This method comes from the article "From Word Embeddings To Document Distances" by Matt Kusner et al. ([link to PDF](http://jmlr.org/proceedings/papers/v37/kusnerb15.pdf)). It is inspired by the "Earth Mover's Distance", and employs a solver of the "transportation problem".

This short tutorial shows the use of the `wmdistance` method of the Gensim `Word2Vec` class. Stay tuned for another tutorial in kNN classification using Gensim's [docsim](http://radimrehurek.com/gensim/similarities/docsim.html), when this functionality is implemented!

## Using WMD

To use WMD, we need some word embeddings first of all. You could train a word2vec (see tutorial [here](http://rare-technologies.com/word2vec-tutorial/)) model on some corpus, but in this tutorial we will simply download some pre-trained word2vec embeddings. Download these embeddings [here](https://drive.google.com/file/d/0B7XkCwpI5KDYNlNUTTlSS21pQmM/edit).

Let's take some sentences to compute the distance between.

In [1]:
import logging
logging.basicConfig(format='%(asctime)s : %(levelname)s : %(message)s')

sentence1 = 'Obama speaks to the media in Illinois'
sentence2 = 'The president greets the press in Chicago'
sentence1 = sentence1.lower().split()
sentence2 = sentence2.lower().split()

These sentences have very similar content, and as such the WMD should be low. Before we compute the WMD, we want to remove stopwords ("the", "to", etc.), as these do not contribute a lot to the information in the sentences.

In [2]:
# Import and download stopwords from NLTK.
from nltk.corpus import stopwords
from nltk import download
download('stopwords')

# Remove stopwords.
stop_words = stopwords.words('english')
sentence1 = [w for w in sentence1 if w not in stop_words]
sentence2 = [w for w in sentence2 if w not in stop_words]

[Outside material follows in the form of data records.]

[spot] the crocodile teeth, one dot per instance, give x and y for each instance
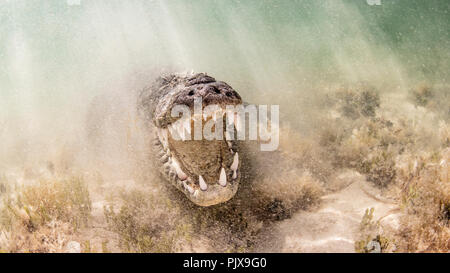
(189, 188)
(235, 163)
(223, 178)
(234, 174)
(202, 183)
(177, 168)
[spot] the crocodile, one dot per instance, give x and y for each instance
(206, 171)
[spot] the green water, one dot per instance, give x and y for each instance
(55, 57)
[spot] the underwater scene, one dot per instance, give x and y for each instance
(361, 129)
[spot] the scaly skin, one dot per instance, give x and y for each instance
(206, 171)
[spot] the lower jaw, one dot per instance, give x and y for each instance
(215, 193)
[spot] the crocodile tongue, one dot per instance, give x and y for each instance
(202, 157)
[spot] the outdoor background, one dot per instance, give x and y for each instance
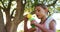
(12, 13)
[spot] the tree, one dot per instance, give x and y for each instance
(22, 6)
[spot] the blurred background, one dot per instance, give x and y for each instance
(12, 13)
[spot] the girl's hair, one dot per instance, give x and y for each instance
(41, 5)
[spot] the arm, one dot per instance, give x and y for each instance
(25, 26)
(52, 27)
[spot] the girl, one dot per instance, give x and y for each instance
(47, 24)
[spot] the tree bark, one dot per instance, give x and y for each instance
(2, 28)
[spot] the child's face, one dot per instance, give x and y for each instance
(40, 12)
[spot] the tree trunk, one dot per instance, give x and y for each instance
(2, 28)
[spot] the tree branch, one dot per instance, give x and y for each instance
(52, 3)
(12, 13)
(3, 4)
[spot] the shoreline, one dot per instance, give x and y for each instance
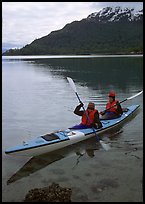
(69, 56)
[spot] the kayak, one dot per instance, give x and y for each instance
(59, 139)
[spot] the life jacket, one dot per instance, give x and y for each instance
(91, 115)
(112, 104)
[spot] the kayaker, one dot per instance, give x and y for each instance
(113, 108)
(93, 115)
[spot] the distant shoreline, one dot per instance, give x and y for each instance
(70, 56)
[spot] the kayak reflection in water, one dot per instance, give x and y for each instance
(90, 117)
(113, 108)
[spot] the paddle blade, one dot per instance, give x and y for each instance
(105, 146)
(72, 84)
(135, 95)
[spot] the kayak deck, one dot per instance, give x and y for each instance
(59, 139)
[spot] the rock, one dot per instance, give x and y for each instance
(52, 193)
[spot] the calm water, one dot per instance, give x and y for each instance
(37, 99)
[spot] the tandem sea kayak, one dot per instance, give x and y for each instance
(57, 140)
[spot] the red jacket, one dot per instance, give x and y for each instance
(112, 104)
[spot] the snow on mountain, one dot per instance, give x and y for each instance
(116, 14)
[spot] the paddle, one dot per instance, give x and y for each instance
(129, 98)
(72, 84)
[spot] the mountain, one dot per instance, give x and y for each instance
(109, 31)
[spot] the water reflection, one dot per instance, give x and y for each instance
(118, 72)
(39, 162)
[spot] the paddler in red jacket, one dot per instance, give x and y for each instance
(113, 108)
(90, 117)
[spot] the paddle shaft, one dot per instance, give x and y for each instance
(124, 100)
(87, 116)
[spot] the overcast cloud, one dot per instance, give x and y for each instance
(23, 22)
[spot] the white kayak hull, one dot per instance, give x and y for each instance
(57, 140)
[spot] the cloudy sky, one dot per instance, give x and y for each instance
(23, 22)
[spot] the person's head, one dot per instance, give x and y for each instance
(91, 106)
(111, 96)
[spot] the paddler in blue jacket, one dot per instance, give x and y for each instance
(93, 115)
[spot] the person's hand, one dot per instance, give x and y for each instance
(102, 112)
(117, 103)
(81, 104)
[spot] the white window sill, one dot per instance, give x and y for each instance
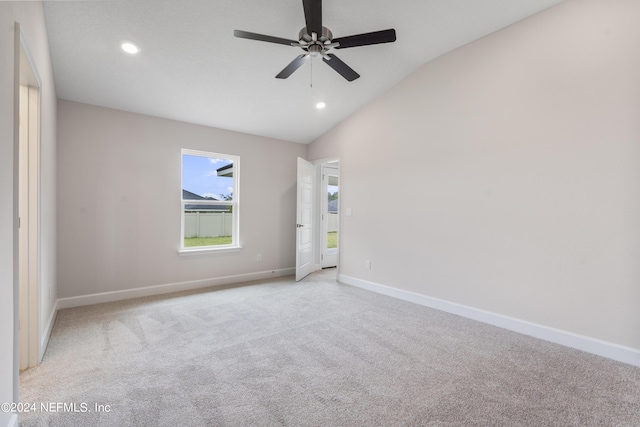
(208, 250)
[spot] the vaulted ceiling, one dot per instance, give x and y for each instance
(191, 67)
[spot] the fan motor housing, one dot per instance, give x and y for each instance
(322, 38)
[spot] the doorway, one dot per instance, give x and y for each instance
(330, 215)
(28, 209)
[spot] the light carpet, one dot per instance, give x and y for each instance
(314, 353)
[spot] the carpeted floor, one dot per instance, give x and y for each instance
(315, 353)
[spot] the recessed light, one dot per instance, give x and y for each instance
(129, 47)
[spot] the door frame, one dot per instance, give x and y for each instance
(306, 222)
(327, 256)
(317, 209)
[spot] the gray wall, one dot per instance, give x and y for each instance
(31, 17)
(513, 164)
(119, 201)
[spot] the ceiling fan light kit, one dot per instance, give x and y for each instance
(316, 40)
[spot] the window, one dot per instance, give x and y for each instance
(209, 201)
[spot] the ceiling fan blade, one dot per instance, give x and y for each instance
(376, 37)
(263, 38)
(294, 65)
(343, 69)
(313, 16)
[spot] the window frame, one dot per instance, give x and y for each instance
(235, 203)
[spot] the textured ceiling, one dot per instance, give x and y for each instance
(191, 68)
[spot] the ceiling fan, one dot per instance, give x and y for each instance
(316, 40)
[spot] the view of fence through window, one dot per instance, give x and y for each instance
(209, 199)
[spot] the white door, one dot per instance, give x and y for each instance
(329, 215)
(304, 216)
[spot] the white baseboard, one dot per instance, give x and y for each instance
(169, 288)
(47, 331)
(590, 345)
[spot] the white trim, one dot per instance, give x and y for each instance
(47, 331)
(169, 288)
(208, 250)
(569, 339)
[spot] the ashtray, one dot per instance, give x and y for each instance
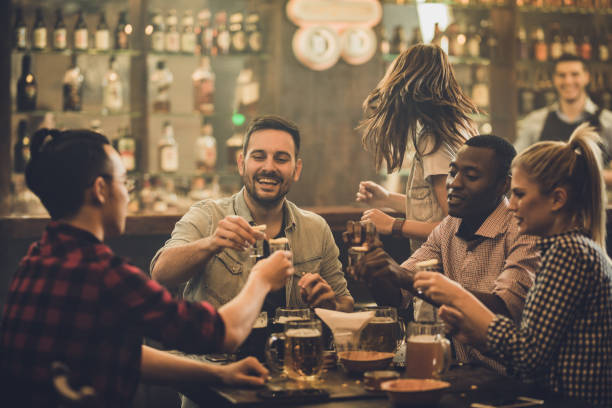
(414, 391)
(373, 379)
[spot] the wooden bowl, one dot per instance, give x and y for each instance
(414, 391)
(359, 361)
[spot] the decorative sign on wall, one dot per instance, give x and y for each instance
(330, 29)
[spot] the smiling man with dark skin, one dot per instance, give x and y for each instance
(477, 244)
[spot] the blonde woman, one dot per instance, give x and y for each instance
(564, 340)
(417, 108)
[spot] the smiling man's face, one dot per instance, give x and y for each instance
(269, 167)
(473, 185)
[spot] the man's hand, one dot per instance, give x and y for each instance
(274, 270)
(248, 371)
(439, 287)
(316, 292)
(382, 221)
(378, 265)
(372, 194)
(233, 232)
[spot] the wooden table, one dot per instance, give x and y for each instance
(469, 384)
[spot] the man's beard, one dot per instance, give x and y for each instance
(249, 184)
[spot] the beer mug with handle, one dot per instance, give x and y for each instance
(428, 353)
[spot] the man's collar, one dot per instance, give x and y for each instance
(242, 209)
(491, 226)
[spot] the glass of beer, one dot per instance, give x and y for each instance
(383, 332)
(303, 350)
(428, 352)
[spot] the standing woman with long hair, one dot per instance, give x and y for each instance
(417, 108)
(564, 339)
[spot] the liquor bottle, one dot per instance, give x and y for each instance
(522, 46)
(126, 147)
(161, 80)
(39, 32)
(188, 37)
(473, 41)
(222, 39)
(398, 40)
(102, 37)
(73, 87)
(122, 32)
(60, 34)
(173, 38)
(81, 35)
(203, 88)
(20, 31)
(27, 90)
(206, 149)
(540, 50)
(237, 34)
(112, 89)
(385, 45)
(585, 49)
(158, 41)
(253, 33)
(569, 45)
(168, 150)
(21, 151)
(206, 32)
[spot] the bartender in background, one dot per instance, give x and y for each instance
(557, 122)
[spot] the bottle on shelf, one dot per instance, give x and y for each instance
(39, 32)
(253, 33)
(222, 38)
(158, 41)
(21, 150)
(161, 80)
(203, 79)
(385, 44)
(173, 38)
(122, 32)
(168, 150)
(60, 34)
(238, 42)
(206, 149)
(206, 32)
(112, 89)
(398, 40)
(126, 147)
(27, 89)
(73, 87)
(102, 37)
(81, 34)
(188, 37)
(20, 31)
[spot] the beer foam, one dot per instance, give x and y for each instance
(423, 338)
(304, 332)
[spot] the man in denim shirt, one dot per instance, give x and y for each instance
(207, 249)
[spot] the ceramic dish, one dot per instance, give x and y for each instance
(361, 360)
(414, 392)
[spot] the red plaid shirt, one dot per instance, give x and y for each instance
(74, 301)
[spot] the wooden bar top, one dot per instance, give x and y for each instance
(22, 227)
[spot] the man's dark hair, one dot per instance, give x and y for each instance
(504, 151)
(63, 164)
(272, 122)
(570, 58)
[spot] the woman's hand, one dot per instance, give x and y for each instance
(439, 288)
(382, 221)
(248, 371)
(372, 194)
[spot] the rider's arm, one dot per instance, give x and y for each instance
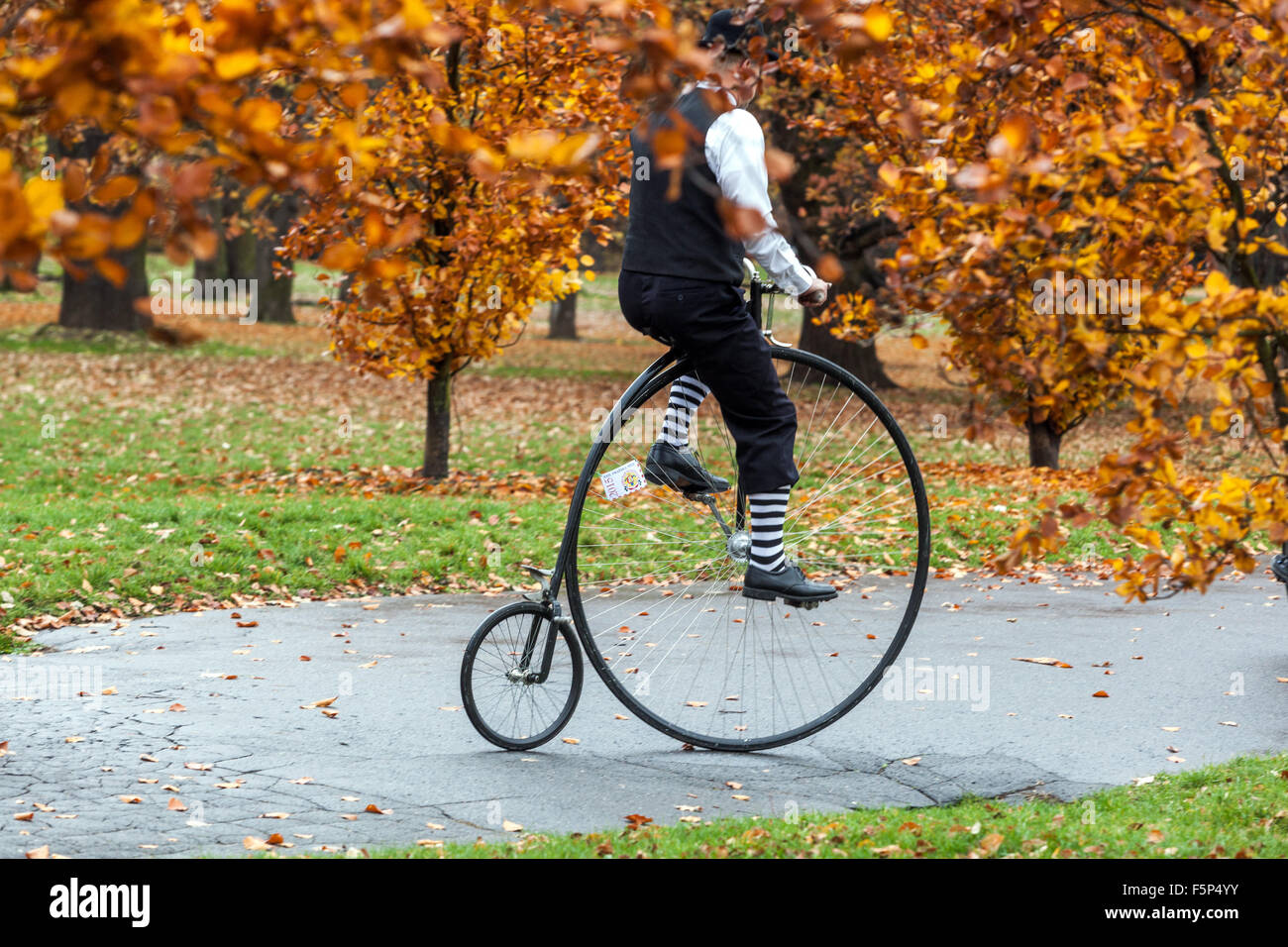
(735, 155)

[nltk_data] Downloading package stopwords to /home/olavur/nltk_data...
[nltk_data]   Package stopwords is already up-to-date!


Now, as mentioned earlier, we will be using some downloaded pre-trained embeddings. We load these into a Gensim Word2Vec model class.

In [3]:
from gensim.models import Word2Vec
model = Word2Vec.load_word2vec_format('/data/w2v_googlenews/GoogleNews-vectors-negative300.bin.gz', binary=True)

So let's compute the WMD using the `wmdistance` method.

In [4]:
distance = model.wmdistance(sentence1, sentence2)

print distance

1.01746462593


Let's try the same thing with two completely unrelated sentences. Notice that the distance is larger.

In [5]:
sentence1 = 'Obama speaks to the media in Illinois'
sentence2 = 'Oranges are my favorite type of fruit'
sentence1 = sentence1.lower().split()
sentence2 = sentence2.lower().split()
stop_words = stopwords.words('english')
sentence1 = [w for w in sentence1 if w not in stop_words]
sentence2 = [w for w in sentence2 if w not in stop_words]

distance = model.wmdistance(sentence1, sentence2)

print distance

1.36042560915